Nature give me the gift of a Snow Day yesterday, and I used it to make improvements to my Snow Camp paintings. The paint was still malleable–a benefit usually denied to me because of my work schedule.
I am leading off with a close up of the first painting to help you detect the opalescent color of the snow. One of the Big Insights of the weekend was Stape’s insistance that we portray the ineffable quality of the color of snow. (“Ineffable” = incapable of being described in words.) After struggling with the concept, I would like to suggest that snow is also incapable of being depicted with paint.
But there is some science behind Stape’s opalescent idea. White, I am told, contains all colors, and thus reflects all colors back to our eyes. So Stape’s method does make sense. He asked us to lay down very pale shades of the three pure primary colors (red, blue, yellow) next to each other. The result should be a vibration of color that would come close to the true color of snow. This Big Insight was revealed to us on Day Two. I applied it to my painting of that day, but the result was a little disappointing. The snow just looked lumpy. Yesterday, however, I worked it over, lightening the colors and blending them slightly– without mixing them together (mixing would have meant death to vibrancy, as the mix would have produced gray). (Why mixing three primary colors does not produce white instead of gray is one of those mysteries like time being a fourth dimension–which I take on faith.) Here is the painting in its entirety, Day Two version against yesterday’s version:
I can’t really see it here either. You may have to trust me when I say that, in person, the effect is worth having. Here’s another closeup:
I tinkered with some other features of this painting while I was at it–of course.

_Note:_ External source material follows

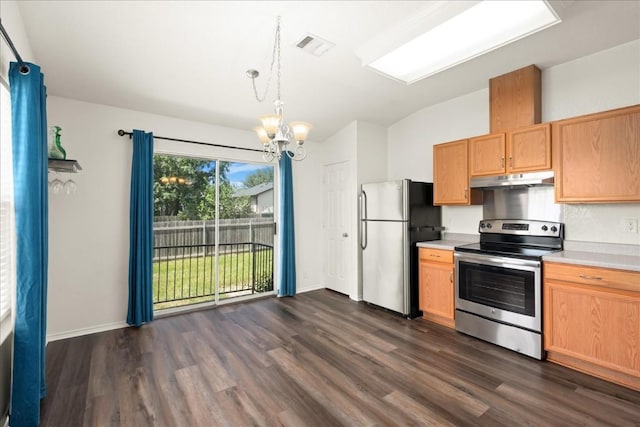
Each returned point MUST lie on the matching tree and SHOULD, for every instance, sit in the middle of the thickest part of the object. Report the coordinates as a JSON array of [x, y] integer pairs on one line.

The Day Three painting also had an issue with the color of snow. I mentioned yesterday–no, that was Tuesday (yesterday was the day when time stood still)–about the sun lighting up the vertical planes, which had the effect of showing the horizontal surface as if in a bit of a shadow. To appreciate the enormity of my observation, you have to have read John Carlson’s book on painting landscapes. His famous analysis holds that the sky is the lightest element (barring snow) in a painting because it is the source of light; the next lightest surface is the horizontal surface because the light from the sky hits it directly; the darkest areas are the verticals (they get the most indirect light) and in between light and dark are the slopes. All rules have exceptions, of course, and when the sun lies low in the sky, it will override the above scheme to make the lightest surface that which it hits most directly–verticals! What fun!
So here is the before and after:
Perhaps you need a close up?
The puzzlement for me was HOW to show the brightest white of the snow when all those vertical planes were facing away for me. Answer: Backlight. Cheat.
As long as we are on the subject of lit vertical elements, here is one of my early paintings which a few years ago won a place in the New England Biennial exhibit at the NH Institute of Art.
When I look back at my previous works, I am sometimes awed by the fact that I was able to produce some good paintings before I knew as much as I now know, or now think I know. Maybe knowing stuff is not the key. But knowing more about painting snow is for sure going to change my style vis a vis snow. Naivete begone! Now, what am I to do with all those old paintings of snow in shades of gray or blue?